Joe Max Higgins: Nobody in the Golden Triangle made engines. Nobody made any of this stuff. So what you’re really looking for is, do our citizens have the acumen for work? Do they have the work ethic? Are they skilled enough to be trained to do jobs? And the answer is yes, yes, and yes.
Joe Max Higgins enlisted the community college to provide customized training for PACCAR so when the plant was ready, the workforce was ready. Nina Head now works there doing quality control. She makes $10,000 a year more than on the kill floor at Sara Lee.
Bill Whitaker: When you first got here, did you have the skills required for this job?
Nina Head: I’ve never worked with robots. So I had to be trained to do that. But I had the skills ‘cause I went to school to learn how to get the job.
The school now gears its training for each manufacturer coming in. Higgins told us it’s the critical part of his business plan. The promise of a trained workforce caught the eye of his biggest catch yet: Yokohama Tire. The Japanese company plans to employ 2,000 workers not far from the old Sara Lee plant. It considered every county in the continental U.S. So Higgins pulled out all the stops. He tracked the tail number of the private plane shuttling Yokohama executives from site to site to find out who his competitors were. When the executives came to the Triangle, Higgins had researched their shoe sizes and had galoshes ready for them to tour the muddy site.
Bill Whitaker: This is not just about making executives feel comfortable?
Bill Whitaker: This is hard-nosed financial negotiation?

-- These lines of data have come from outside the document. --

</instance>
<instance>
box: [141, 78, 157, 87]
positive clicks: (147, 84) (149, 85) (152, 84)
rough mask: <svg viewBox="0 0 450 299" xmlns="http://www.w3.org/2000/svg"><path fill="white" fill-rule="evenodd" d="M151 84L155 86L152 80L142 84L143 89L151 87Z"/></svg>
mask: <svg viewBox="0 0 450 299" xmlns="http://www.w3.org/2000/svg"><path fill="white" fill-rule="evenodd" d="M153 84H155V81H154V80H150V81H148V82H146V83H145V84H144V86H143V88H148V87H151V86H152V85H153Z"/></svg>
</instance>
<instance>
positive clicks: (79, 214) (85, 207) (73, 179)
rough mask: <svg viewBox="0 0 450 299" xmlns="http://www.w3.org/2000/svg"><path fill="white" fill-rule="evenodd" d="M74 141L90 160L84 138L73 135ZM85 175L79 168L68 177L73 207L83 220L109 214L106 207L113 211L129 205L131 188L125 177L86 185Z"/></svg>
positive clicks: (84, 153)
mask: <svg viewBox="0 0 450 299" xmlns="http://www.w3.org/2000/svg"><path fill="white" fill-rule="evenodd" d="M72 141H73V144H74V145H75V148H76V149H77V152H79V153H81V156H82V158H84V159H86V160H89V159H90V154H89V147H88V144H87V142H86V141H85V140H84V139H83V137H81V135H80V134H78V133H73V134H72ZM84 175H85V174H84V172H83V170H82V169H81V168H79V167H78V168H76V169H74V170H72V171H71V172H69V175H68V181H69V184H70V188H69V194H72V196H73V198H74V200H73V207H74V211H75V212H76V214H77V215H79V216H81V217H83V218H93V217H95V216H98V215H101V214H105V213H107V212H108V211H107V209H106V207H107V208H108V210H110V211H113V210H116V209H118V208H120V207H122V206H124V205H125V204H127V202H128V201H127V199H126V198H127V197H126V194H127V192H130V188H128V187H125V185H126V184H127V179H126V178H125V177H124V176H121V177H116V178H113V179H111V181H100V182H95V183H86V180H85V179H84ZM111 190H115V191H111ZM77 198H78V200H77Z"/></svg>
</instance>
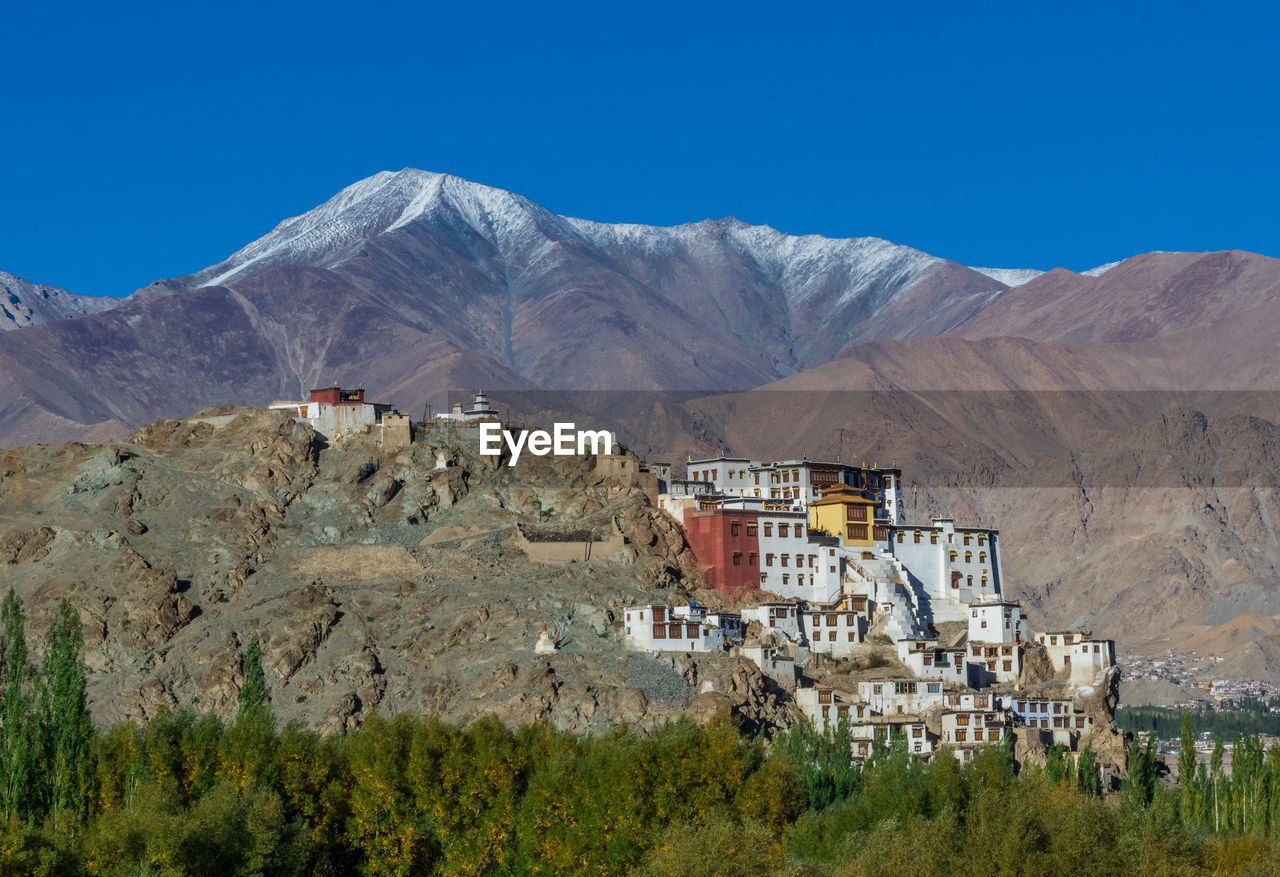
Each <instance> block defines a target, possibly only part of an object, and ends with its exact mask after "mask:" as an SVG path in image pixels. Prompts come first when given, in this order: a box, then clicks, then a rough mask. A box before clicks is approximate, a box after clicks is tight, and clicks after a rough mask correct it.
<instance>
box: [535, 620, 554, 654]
mask: <svg viewBox="0 0 1280 877" xmlns="http://www.w3.org/2000/svg"><path fill="white" fill-rule="evenodd" d="M556 648H557V647H556V640H553V639H552V635H550V634H548V632H547V625H543V632H541V635H540V636H539V638H538V645H535V647H534V654H556Z"/></svg>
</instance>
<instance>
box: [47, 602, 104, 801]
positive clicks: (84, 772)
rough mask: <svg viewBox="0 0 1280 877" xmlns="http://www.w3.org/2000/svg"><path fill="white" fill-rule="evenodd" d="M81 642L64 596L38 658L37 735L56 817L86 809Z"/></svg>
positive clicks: (86, 767)
mask: <svg viewBox="0 0 1280 877" xmlns="http://www.w3.org/2000/svg"><path fill="white" fill-rule="evenodd" d="M83 648H84V632H83V627H82V626H81V620H79V613H78V612H76V609H74V608H73V607H72V604H70V603H68V602H67V600H65V599H64V600H63V602H61V604H60V606H59V607H58V616H56V617H55V618H54V625H52V627H50V629H49V636H47V638H46V640H45V658H44V661H42V662H41V664H40V711H38V714H40V725H41V728H40V737H41V743H42V746H41V749H42V750H44V752H42V754H44V755H45V764H46V771H47V777H46V782H47V789H49V807H50V810H51V812H52V814H54V819H55V821H61V819H63V818H64V817H70V818H72V819H73V822H78V821H79V819H81V818H82V817H83V816H84V814H86V813H87V810H88V781H90V753H91V744H92V737H93V726H92V723H91V722H90V718H88V705H87V695H86V686H87V682H86V670H84V662H83V661H82V658H81V650H82V649H83Z"/></svg>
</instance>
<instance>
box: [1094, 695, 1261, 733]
mask: <svg viewBox="0 0 1280 877" xmlns="http://www.w3.org/2000/svg"><path fill="white" fill-rule="evenodd" d="M1272 707H1280V699H1276V698H1271V699H1270V700H1260V699H1257V698H1242V699H1240V700H1238V702H1236V703H1235V704H1234V705H1231V707H1228V708H1224V709H1215V708H1213V707H1204V708H1203V709H1197V711H1194V712H1192V727H1193V728H1194V731H1196V734H1197V735H1199V734H1208V735H1211V736H1221V737H1231V736H1234V735H1236V734H1239V735H1242V736H1280V712H1276V713H1274V712H1271V708H1272ZM1185 712H1187V711H1184V709H1178V708H1174V707H1124V708H1121V709H1119V711H1116V714H1115V720H1114V723H1115V726H1116V727H1119V728H1120V730H1123V731H1133V732H1143V734H1155V735H1156V736H1157V737H1160V739H1161V740H1175V739H1178V736H1179V735H1180V734H1181V723H1183V714H1184V713H1185Z"/></svg>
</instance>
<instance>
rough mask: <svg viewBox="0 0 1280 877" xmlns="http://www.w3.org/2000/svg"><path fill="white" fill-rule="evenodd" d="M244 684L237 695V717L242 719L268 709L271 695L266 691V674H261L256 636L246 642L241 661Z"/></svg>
mask: <svg viewBox="0 0 1280 877" xmlns="http://www.w3.org/2000/svg"><path fill="white" fill-rule="evenodd" d="M242 671H243V675H244V682H243V685H241V693H239V717H241V718H244V717H246V716H250V714H252V713H257V712H259V711H266V709H270V703H271V695H270V694H269V693H268V690H266V673H265V672H262V647H261V645H260V644H259V641H257V636H255V638H253V639H251V640H250V641H248V648H247V649H244V658H243V659H242Z"/></svg>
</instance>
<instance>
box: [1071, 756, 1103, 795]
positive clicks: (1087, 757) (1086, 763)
mask: <svg viewBox="0 0 1280 877" xmlns="http://www.w3.org/2000/svg"><path fill="white" fill-rule="evenodd" d="M1075 786H1076V789H1079V790H1080V791H1083V793H1084V794H1085V795H1089V796H1092V798H1101V796H1102V775H1101V773H1098V768H1097V763H1096V757H1094V754H1093V746H1085V748H1084V750H1083V752H1080V757H1079V758H1078V759H1076V762H1075Z"/></svg>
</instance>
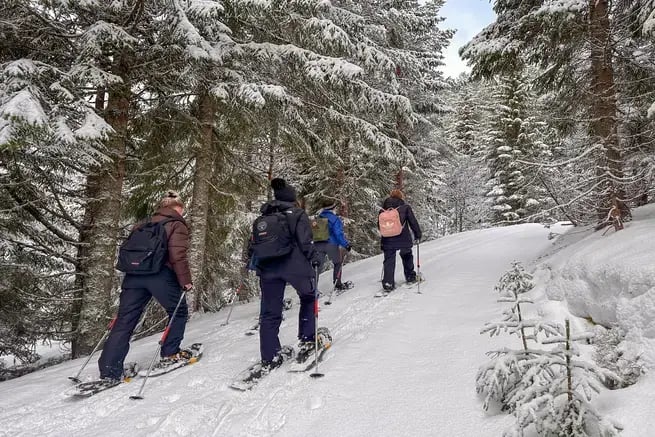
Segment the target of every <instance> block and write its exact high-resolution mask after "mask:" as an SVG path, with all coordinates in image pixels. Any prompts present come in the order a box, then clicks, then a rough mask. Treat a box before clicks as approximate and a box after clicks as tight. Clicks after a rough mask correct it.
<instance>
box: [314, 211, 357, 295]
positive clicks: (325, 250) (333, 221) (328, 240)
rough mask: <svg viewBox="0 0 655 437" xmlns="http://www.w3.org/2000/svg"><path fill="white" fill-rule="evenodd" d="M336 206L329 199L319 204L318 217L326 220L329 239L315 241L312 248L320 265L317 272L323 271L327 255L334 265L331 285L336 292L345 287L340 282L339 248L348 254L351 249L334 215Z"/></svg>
mask: <svg viewBox="0 0 655 437" xmlns="http://www.w3.org/2000/svg"><path fill="white" fill-rule="evenodd" d="M336 206H337V204H336V202H335V201H334V200H330V199H325V200H323V202H322V203H321V207H322V208H321V210H320V211H319V213H318V217H321V218H326V219H327V220H328V230H329V233H330V238H329V239H328V240H327V241H315V242H314V248H315V249H316V252H318V255H319V256H318V258H319V260H320V263H321V264H320V266H319V271H321V270H322V269H323V263H325V256H326V255H327V256H328V257H329V258H330V261H332V264H333V265H334V270H333V271H332V283H333V284H334V288H335V289H337V290H343V289H345V288H346V287H345V286H344V284H343V282H342V280H341V268H342V266H343V257H342V256H341V250H340V247H343V248H344V249H345V250H347V251H348V252H350V249H351V247H350V243H349V242H348V240H347V239H346V235H345V234H344V232H343V224H342V223H341V219H340V218H339V217H338V216H337V215H336V214H335V213H334V210H335V208H336Z"/></svg>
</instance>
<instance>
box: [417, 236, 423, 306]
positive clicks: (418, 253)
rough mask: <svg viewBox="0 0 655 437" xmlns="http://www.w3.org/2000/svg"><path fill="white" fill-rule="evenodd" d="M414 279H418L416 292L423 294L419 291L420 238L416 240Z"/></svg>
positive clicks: (419, 281)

Joe Max Higgins: Yeah. Financial negotiations. I call it, “watching game film,” you know? If we were a football coach, we’re watching game film, “What’s the competition doin’? What do we need to do to be successful? What are their power rates? What are their– what are their demands? Can we meet this? Can we meet their time schedule? How do we do what we do?”
What Joe Max Higgins has done is burnish the Golden Triangle. Local tax revenue is going up. This construction site is an expansion of the steel mill. People now expect the coach to win. Higgins has his eye on 10 more advanced industry projects and 4,000 more jobs.
Bill Whitaker: So the people who say that the glory days of American manufacturing are over, you say?
Joe Max Higgins: I think that’s, I think that’s not right. These plants, they pay well. Most of the working conditions are very good, and those are the jobs that are in demand. If we can create those types of industries, those types of jobs, I think the sky’s still the limit for the United States.
Bill Whitaker: Sky’s the limit?
Joe Max Higgins: I think it can be, yes.